JSON Processor: Code Generation for JSON Tool Response Processing¶

If the agent calls tools which generate complex JSON objects as responses, this component will use LLM based Python code generation to process those responses and extract relevant information from them.

See a demo of this component in action here.

Overview¶

The most common pattern for tool calling is to call a tool that returns some information. The agent then needs to process the tool response and extract the information from it. This information may be required either to respond back to the user or for the next step of the agent. When the tool responses are in JSON format, and the agent knows what information is needed from it, the code generation component prompts a LLM to generate Python code for parsing the JSON and extracting the required information. It executes the generated code and returns back the extracted content if the code execution succeeds.
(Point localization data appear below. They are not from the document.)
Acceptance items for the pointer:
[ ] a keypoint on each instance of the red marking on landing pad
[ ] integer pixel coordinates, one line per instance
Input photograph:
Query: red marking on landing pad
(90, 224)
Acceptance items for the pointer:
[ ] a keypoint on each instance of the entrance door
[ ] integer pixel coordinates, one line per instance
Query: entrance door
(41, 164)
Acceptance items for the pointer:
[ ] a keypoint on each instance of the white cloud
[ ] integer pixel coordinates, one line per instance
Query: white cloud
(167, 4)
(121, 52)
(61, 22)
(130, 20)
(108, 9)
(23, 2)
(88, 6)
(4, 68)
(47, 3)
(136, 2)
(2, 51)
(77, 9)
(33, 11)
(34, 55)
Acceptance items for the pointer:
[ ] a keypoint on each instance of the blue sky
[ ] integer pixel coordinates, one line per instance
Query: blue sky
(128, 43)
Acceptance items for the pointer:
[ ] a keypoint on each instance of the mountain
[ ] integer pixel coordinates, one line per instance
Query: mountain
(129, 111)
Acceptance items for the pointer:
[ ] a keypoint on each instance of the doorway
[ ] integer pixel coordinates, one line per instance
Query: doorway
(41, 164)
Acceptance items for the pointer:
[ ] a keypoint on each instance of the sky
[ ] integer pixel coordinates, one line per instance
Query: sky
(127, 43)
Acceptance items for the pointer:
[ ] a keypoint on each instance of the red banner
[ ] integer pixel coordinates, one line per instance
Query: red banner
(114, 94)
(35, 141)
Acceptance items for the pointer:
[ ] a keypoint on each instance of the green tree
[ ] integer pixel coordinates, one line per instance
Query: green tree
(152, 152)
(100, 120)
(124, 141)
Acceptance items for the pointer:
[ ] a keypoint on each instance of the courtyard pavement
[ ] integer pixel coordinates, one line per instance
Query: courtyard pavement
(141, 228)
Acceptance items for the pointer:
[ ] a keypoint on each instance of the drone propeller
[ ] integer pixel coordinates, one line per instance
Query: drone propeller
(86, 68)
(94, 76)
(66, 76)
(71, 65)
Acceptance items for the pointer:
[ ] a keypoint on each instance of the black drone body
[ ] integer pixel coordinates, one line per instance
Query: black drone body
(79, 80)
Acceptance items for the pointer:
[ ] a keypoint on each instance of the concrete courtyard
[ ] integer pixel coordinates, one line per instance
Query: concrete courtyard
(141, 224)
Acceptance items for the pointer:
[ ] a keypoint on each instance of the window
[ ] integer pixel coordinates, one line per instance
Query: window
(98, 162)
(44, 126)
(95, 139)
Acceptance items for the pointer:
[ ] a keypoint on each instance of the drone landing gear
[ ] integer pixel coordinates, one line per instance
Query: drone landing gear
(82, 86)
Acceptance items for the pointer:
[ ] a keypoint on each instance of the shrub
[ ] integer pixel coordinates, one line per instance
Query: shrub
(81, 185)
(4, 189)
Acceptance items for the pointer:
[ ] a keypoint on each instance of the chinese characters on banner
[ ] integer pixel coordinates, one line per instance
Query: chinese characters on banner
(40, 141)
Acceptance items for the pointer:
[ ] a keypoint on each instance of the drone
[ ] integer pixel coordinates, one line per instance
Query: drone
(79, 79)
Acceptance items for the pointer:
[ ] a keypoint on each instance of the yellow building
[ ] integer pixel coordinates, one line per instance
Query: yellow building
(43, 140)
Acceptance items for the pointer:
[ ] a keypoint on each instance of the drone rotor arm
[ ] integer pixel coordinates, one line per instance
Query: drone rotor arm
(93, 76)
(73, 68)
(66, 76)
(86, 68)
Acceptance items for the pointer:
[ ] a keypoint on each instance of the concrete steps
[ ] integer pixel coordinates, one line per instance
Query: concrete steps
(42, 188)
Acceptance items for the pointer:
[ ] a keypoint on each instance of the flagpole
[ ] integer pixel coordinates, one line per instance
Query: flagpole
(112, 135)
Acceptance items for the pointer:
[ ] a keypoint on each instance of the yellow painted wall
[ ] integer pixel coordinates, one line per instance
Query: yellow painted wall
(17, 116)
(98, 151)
The figures below show the flow of tool calling with the code generation based JSON processor component:

json_processor_agent_flow

json_processor_solution

Architecture¶

The figure below shows how the JSON processor component processes the tool response to get the answer i.e. the information from the JSON object by calling an LLM using a prompt that includes the JSON response and a natural language query.

Given a user query and a tool response (as a JSON object), we 1. generate a schema from the JSON object (see and example below) using existing Python libraries such as genson, 2. determine if the response can fit in the prompt, and 3. if it is too long, we condense the response using a heuristic algorithm.

We construct the prompt with the above inputs and pass it to an LLM that generates Python code to process the JSON object (see example below). The generated code is executed by a Python interpreter in a sandbox (for security reasons) to generate the final answer to the user's query.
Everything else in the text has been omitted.